Os integrantes do Conselho Estadual de Assistência Social (Ceas/MG) elegeram na última sexta-feira, (23), na Casa de Direitos Humanos, em Belo Horizonte, a mesa diretora para o biênio 2017/2019, presidida pela sociedade civil.

Assumiu a presidência o representante do Conselho Regional de Serviço Social (Cress), Rodrigo Silveira e Souza, e a nova primeira secretária é Arlete Alves de Almeida, do Movimento do Graal no Brasil. Para o cargo de vice-presidente e segundo secretário, foram eleitos a subsecretária de Assistência Social da Secretaria de Estado de Trabalho e Desenvolvimento Social (Sedese), Simone Albuquerque, e o representante do Colegiado de Gestores Municipais de Assistência Social (Cogemas/MG), Gilberto Donizete Ribeiro.

“Esse é um momento de luta e resistência em defesa do Sistema Único de Assistência Social e também para a sociedade civil, que precisa se legitimar, a todo momento, nos espaços públicos”, afirmou Rodrigo Silveira. Para ele, a principal ferramenta do Suas é o material humano, ou seja, o trabalhador que atua na execução da política. “Um dos principais desafios será empoderar esse trabalhador, fazendo-o enxergar a sua importância na execução da política, e mais do que isso, também mostrar para os gestores a importância desse trabalhador como cogestor”, completou o novo presidente do Ceas/MG.

Diversidade

Em dezembro de 2017, os novos conselheiros, eleitos na 12ª Conferência Estadual de Assistência Social, tomaram posse dos cargos para compor o Ceas.  “A gente vê nesse Conselho Estadual a diversidade regional, territorial, de representação e isso mostra muito o esforço do Ceas de trazer legitimidade para esse espaço, que é muito importante”, afirmou a subsecretária da Sedese, Simone Albuquerque.

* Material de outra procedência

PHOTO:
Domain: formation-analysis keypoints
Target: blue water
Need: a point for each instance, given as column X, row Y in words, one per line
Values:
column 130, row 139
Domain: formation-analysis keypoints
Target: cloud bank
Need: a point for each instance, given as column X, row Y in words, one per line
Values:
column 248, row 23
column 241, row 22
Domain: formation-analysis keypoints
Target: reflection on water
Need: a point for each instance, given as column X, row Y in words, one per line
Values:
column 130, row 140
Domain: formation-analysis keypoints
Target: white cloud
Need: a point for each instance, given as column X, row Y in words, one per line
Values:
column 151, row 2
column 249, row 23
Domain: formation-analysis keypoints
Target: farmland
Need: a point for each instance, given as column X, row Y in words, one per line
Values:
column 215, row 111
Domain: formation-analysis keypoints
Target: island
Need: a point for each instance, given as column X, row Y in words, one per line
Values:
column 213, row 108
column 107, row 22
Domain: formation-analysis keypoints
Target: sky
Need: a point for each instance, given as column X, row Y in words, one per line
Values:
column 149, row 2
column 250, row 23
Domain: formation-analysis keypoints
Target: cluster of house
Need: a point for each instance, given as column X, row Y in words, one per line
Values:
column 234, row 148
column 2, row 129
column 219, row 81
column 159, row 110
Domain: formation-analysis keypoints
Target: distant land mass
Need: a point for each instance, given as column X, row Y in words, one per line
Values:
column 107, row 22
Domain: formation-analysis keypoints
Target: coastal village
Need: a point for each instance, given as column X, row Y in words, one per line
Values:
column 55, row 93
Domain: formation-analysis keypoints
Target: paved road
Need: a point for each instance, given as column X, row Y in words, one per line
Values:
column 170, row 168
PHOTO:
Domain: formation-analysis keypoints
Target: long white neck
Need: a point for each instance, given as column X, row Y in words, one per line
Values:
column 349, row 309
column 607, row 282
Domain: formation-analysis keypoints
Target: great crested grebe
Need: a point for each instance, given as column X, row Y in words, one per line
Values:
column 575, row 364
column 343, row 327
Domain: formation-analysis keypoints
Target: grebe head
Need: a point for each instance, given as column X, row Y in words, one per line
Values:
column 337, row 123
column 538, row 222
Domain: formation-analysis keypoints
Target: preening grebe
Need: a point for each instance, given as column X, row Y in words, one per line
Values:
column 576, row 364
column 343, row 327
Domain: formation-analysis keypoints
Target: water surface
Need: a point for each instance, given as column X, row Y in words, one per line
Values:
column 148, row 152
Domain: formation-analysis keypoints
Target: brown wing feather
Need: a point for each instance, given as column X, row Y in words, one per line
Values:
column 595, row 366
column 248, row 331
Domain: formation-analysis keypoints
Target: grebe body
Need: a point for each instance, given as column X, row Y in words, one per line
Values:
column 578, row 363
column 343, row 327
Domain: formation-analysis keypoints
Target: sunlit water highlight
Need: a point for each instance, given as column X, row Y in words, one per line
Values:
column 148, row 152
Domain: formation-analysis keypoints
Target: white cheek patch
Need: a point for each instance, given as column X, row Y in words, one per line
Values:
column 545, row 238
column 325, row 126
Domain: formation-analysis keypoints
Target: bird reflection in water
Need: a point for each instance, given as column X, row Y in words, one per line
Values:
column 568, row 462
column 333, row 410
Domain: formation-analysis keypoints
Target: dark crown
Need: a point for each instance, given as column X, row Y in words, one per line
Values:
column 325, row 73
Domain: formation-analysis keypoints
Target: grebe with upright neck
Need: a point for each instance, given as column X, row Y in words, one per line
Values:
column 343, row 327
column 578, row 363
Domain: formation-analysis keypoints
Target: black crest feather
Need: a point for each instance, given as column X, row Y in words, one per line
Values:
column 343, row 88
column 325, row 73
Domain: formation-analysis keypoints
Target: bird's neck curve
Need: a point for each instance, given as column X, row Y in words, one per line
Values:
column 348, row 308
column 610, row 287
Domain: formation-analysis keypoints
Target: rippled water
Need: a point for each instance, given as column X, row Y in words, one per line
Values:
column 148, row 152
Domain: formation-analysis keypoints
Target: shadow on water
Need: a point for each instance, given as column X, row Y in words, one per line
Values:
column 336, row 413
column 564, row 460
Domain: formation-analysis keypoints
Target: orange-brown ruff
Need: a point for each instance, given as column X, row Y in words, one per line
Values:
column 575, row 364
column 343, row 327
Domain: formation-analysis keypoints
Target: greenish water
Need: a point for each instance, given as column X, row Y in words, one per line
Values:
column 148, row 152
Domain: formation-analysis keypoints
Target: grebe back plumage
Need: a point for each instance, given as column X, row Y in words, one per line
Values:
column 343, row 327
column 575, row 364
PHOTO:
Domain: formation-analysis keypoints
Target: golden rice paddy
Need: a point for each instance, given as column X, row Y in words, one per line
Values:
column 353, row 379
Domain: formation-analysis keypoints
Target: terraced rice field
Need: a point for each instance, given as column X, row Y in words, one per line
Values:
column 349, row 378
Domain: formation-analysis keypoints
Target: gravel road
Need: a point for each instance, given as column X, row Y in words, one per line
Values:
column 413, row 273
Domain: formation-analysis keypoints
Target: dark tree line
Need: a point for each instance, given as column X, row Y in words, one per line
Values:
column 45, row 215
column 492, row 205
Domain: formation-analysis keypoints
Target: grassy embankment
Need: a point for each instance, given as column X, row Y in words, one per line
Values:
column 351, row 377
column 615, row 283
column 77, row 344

A diversidade ficou ainda maior com a posse do primeiro conselheiro indígena do Ceas. Conhecido em sua aldeia como Irajá Pataxó, Damião Braz, coordenador executivo da Articulação dos Povos e Organizações Indígenas do Nordeste, Minas Gerais e Espírito Santo (Apoinme), fala sobre suas expectativas.

“A minha expectativa é de ajudar o meu povo, porque temos dificuldade no acesso às políticas públicas da assistência social, como todos sabem, as comunidades indígenas são muito carentes e tendo um representante estadual, vai facilitar para nós, porque teremos meios para auxílio”, disse.

Para Soyla Rachel dos Santos, representante do Conselho Municipal de Assistência Social de Paracatu, e conselheira pela categoria governamental, o momento é mesmo de luta. “A partir do momento que nos candidatamos para o Conselho Estadual, a gente já foi sabendo que o desafio ia ser grande, que teríamos que lutar e estar preparados para tudo, lágrima, suor e sangue”.